(Yonhap)
South Korea plans to alleviate liquor regulations to assist struggling manufacturers and distributors, officials said Tuesday.
The new rules, if approved by the National Assembly, will allow alcoholic drink companies to partly consign their production to original equipment manufacturers and also to produce non-alcoholic by-products at their facilities. When it comes to minor changes in products, the current approval process would be replaced by a simple reporting requirement for efficiency.
“(The government) plans to support the growth of the liquor industry through a series of additional deregulation measures in manufacturing, distribution and sales,” the Ministry of Economy and Finance and the National Tax Service said in a joint release.
Authorities also vowed to revise conventional regulations that are at odds with the actual consumer trend and market reality.
The key driver for fiscal authorities was the sluggish pace of growth in the domestic alcohol industry, especially compared with imported products.
While imported products saw their delivery volume soar by 24.4 percent from 2014 to 2018, domestic products only marked 2.5 percent growth during the same period, according to data by the NTS.
A major upcoming change is that liquor manufacturers will be allowed to freely outsource products to OEMs.

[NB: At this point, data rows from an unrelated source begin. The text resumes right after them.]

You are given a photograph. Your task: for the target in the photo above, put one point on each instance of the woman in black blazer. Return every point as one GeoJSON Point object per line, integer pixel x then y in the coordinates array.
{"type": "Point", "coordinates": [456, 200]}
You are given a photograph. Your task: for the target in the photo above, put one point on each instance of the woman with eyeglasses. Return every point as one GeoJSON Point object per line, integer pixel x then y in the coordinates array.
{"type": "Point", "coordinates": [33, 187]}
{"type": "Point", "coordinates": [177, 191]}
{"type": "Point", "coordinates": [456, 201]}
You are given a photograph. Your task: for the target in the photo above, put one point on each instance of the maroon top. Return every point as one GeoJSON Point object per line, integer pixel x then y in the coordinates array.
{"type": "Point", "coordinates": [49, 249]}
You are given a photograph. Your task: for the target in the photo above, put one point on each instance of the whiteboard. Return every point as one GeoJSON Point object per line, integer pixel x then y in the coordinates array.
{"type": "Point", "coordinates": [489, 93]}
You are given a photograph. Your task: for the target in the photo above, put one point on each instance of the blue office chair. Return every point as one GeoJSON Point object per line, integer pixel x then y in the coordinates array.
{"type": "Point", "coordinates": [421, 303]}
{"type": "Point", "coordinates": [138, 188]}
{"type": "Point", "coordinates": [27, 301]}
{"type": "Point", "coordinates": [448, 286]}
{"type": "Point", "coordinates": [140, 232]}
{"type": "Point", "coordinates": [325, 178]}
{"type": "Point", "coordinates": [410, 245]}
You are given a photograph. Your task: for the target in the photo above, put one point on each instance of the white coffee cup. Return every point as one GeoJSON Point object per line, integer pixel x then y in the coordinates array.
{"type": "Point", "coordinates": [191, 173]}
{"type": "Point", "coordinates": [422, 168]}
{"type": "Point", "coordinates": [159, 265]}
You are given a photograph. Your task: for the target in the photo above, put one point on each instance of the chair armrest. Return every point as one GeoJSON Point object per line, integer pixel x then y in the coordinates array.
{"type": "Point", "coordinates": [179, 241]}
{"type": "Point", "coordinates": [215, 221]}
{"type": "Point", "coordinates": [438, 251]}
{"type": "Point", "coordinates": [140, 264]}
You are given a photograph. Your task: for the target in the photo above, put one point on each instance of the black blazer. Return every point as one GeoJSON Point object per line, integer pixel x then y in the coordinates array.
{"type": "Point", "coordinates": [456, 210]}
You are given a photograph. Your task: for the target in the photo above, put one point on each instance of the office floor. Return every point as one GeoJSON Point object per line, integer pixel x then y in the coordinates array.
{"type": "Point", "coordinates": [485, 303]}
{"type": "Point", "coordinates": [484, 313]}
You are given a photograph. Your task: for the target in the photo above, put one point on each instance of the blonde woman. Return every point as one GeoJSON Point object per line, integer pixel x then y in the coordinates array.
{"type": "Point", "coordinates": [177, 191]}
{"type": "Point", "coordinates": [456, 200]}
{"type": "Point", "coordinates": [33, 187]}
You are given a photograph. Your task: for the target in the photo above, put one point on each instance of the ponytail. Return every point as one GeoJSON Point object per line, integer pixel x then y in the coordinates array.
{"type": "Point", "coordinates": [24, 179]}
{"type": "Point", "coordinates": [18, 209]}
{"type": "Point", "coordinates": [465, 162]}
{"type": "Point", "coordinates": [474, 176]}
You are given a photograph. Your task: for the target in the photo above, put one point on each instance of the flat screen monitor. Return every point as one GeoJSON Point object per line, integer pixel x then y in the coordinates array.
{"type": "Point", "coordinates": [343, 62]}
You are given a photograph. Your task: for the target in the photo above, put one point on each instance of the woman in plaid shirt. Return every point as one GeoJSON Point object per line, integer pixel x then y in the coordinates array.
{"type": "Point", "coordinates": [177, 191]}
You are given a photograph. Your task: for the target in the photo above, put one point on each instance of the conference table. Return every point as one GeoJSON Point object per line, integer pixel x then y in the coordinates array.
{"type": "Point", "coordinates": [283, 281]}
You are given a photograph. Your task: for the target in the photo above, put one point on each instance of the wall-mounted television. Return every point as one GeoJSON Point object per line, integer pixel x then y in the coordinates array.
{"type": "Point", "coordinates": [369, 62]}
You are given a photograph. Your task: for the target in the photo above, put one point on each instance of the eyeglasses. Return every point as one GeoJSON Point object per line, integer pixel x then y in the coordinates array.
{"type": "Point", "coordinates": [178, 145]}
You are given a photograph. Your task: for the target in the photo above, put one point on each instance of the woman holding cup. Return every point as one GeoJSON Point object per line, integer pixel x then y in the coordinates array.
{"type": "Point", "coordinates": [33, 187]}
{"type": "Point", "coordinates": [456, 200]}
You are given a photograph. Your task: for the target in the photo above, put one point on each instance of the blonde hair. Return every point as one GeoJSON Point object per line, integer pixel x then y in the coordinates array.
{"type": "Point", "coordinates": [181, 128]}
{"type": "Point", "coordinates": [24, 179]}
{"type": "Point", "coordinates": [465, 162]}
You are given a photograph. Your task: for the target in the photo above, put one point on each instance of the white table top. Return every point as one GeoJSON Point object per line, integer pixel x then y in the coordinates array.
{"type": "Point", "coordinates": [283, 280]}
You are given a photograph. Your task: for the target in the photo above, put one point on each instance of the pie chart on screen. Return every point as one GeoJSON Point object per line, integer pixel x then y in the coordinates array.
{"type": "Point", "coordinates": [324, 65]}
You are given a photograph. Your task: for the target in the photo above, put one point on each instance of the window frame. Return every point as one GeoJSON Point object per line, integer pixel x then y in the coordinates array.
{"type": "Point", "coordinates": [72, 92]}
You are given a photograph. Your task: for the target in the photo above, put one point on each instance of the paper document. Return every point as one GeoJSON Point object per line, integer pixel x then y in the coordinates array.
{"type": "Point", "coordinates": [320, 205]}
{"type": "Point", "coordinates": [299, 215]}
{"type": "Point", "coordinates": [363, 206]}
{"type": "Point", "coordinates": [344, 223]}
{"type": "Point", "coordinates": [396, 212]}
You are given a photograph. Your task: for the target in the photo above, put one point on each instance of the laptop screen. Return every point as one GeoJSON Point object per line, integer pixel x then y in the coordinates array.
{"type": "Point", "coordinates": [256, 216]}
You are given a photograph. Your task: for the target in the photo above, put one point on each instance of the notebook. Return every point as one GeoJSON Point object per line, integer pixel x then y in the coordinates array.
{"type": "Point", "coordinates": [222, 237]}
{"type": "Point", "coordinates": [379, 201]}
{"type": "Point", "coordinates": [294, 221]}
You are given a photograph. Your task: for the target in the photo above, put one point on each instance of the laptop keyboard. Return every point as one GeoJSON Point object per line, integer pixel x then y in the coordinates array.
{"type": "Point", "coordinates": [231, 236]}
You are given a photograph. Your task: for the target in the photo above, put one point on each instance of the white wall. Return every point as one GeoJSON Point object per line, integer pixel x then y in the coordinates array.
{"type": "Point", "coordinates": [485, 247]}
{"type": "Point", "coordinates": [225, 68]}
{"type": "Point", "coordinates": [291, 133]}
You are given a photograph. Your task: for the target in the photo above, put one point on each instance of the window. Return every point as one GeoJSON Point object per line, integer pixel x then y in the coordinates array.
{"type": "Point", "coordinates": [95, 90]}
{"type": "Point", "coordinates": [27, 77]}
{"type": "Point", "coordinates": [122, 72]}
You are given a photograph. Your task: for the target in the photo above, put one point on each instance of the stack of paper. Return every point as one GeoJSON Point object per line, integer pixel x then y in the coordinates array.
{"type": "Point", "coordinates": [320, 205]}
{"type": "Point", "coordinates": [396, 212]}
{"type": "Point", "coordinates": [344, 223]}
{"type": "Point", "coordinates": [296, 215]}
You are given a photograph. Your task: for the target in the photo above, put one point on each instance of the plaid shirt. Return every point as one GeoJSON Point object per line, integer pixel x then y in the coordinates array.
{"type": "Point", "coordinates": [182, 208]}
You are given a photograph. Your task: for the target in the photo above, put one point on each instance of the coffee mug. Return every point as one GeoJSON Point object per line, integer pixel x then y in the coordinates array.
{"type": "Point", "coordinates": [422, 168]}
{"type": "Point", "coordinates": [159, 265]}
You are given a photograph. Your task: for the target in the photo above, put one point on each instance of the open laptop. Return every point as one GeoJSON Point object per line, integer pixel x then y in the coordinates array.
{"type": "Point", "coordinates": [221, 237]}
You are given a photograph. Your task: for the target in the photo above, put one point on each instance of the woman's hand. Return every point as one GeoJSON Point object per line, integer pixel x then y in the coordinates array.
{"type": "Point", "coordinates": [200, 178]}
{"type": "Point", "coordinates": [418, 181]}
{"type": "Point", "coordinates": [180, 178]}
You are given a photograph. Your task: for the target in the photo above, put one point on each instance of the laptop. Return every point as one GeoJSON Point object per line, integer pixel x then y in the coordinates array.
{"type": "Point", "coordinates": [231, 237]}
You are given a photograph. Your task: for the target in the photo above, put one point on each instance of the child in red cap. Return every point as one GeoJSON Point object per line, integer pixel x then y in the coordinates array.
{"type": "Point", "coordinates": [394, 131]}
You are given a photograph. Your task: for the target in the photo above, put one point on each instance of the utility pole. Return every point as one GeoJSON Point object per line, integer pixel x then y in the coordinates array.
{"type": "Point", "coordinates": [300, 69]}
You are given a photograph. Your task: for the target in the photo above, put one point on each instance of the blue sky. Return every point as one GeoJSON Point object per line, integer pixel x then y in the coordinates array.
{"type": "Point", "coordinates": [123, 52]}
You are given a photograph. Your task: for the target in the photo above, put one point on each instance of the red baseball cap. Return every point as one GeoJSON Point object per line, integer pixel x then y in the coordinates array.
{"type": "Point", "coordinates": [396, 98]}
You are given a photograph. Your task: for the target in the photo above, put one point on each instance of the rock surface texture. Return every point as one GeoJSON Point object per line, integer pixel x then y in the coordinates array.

For example, a draft beer company that wished to add canned beer products could not outsource such production to another company due to licensing issues. The current regulations state that alcoholic product manufacturing licenses be issued for the manufacturing site, which means that a specific business unit may not outsource production to a separate facility.
Under the revised rules, however, such OEM production will be permitted as long as the consignee company holds the required license.
As for minor changes that do not affect the quality or safety of the given products -- such as small adjustments in ingredient combination percentage -- a simple report will do, without the current approval process.
The sale licensing process, which currently takes more than a month, will be shortened as authorities will run a two-track approval process for manufacturing procedures and liquor quality. The administrative move is expected to cut down the entire process by half to around two weeks, officials added.
Reflecting the contact-free culture amid COVID-19 and the consequent needs for home drinking, there have been calls that restrictions on alcoholic delivery should be eased.
As of now, online purchase and deliver is only allowed for traditional alcoholic drinks. Other types of alcoholic drinks may only be delivered on the sidelines of food -- for instance, bottled beer along with fried chicken.
This suggestion, however, was eventually rejected mostly due to concerns on underage drinking, a stance led by the Ministry of Health and Welfare and the Ministry of Gender Equality and Family.
These series of deregulatory revisions will be submitted and reviewed at this year’s regular parliamentary sessions so that the changes may be announced by the end of the year, according to the ministry.
“Unlike in the past, when liquor policies were mostly about supervising and collecting related taxes, it has now become important to promote the competitiveness of the industry in general,” the ministry said.
As of 2018, liquor tax accounted for a mere 0.9 percent of total national tax revenue, according to data compiled by the NTS. The corresponding figure has been on a steady decline over the past decades -- from 5.9 percent in 1970 to 5.5 percent in 1980, 3.8 percent in 1990, 2.4 percent in 2000 and 1.3 percent in 2010.